Trapped in the resort by walls of snow, which would last another two months, the Burtons “looked forward with horror to the Christmas tree, the New Year's Day ball, to the concert of Tyrolese girls, to the Gypsy band, and to the occasional musicians”. During the local church service “the people howl (we cannot use any other word) a hymn in Slav, which appears to be of about ten bars in length and da capo, till your head is ready to burst: they never change either words or tune”. The establishment put its cess pool in the centre of the building, with the result that when it is cleaned “once per mensem” the building “becomes fouler than the worst hospital of the prescientific age: the stench is such that none but the strong of stomachs can withstand it”. He noted his boredom in his private journal: “a serious occupation or a study is a necessity.
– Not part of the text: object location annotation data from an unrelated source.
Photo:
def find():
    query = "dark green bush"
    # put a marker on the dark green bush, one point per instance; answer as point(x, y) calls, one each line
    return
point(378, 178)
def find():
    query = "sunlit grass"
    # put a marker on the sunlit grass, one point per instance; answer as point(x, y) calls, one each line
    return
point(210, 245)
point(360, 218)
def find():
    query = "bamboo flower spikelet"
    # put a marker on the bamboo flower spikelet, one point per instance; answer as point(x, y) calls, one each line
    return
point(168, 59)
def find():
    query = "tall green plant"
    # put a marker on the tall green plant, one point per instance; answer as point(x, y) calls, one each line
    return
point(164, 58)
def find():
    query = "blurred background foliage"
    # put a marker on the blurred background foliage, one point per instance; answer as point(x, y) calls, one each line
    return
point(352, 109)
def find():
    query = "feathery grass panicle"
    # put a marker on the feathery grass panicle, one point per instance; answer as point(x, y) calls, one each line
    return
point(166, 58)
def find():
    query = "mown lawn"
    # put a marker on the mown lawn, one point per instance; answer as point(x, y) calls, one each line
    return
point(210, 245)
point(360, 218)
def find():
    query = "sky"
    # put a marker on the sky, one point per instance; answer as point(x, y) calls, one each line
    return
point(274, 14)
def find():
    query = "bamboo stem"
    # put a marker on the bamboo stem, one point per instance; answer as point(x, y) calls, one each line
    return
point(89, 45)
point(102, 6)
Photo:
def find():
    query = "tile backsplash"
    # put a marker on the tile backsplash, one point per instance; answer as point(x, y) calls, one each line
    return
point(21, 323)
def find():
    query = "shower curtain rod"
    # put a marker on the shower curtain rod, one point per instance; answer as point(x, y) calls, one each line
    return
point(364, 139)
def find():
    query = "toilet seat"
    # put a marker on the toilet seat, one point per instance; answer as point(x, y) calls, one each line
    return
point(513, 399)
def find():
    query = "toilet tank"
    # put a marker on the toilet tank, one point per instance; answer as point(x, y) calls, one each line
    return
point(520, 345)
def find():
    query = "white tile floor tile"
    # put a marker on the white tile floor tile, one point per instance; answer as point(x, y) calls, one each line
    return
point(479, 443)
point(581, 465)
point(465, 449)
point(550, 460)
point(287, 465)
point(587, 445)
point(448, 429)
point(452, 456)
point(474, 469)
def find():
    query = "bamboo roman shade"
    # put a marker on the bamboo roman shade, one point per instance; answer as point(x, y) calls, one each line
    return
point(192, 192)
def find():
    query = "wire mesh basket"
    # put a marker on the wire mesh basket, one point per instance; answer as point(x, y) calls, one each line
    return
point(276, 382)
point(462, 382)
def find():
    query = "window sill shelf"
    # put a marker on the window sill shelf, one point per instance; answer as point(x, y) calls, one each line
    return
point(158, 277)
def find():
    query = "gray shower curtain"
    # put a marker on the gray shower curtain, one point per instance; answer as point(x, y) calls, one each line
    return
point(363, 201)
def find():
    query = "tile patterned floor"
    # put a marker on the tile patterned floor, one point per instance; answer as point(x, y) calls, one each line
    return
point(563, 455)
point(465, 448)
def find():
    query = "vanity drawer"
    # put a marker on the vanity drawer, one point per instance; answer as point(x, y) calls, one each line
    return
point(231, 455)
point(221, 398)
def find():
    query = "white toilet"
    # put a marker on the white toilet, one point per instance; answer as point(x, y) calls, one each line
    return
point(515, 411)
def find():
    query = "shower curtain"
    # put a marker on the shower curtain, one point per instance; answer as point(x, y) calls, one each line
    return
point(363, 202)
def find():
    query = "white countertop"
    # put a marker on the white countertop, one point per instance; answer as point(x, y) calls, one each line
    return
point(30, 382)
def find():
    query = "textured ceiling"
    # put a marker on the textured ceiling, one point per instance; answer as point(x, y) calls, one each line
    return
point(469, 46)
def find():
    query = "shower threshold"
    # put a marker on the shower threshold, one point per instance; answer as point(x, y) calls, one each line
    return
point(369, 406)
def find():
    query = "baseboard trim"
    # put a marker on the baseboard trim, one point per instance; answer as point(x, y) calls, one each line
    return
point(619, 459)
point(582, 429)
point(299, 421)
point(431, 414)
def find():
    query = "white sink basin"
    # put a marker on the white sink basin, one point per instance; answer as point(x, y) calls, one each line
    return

I got Father Josef Janc, the Catholic priest, to come and read German with me in the evenings, and I had my literature — my two last volumes of supplemental Arabian Nights.” To make things worse, though he again left this detail out, the hotel would not accept Burton’s cheque, because, as he wrote in his journal “they did not know who ‘Coutts’ was.”
As usual, Burton’s coming and goings were not unnoticed in the press. In the Eclectic Magazine, it is noted that “SIR RICHARD BURTON'S friends will be glad to hear that he has just returned .in improved health to Trieste, after nearly three months spent amid snow at Abbazia, whither he had gone in search of a warmer climate. He hopes to arrive in England in the early summer, passing slowly through Switzerland on the way.”
It is impossible to say if the hospitality industry in Istria took any notice of the advice Burton bombards them with, but the region did go on to flourish as a tourist destination before and after the First World War. A consumptive Anton Chekhov loved it at first, but also grew disenchanted: it features in his story “Ariadna”. In 1912 it hosted a marvellous chess tournament in which nothing but the King’s Gambit was played. Today it is incorporated into Croatia, with “Abbazia” renamed “Opatija”, and its prime years, like this pamphlet, largely forgotten.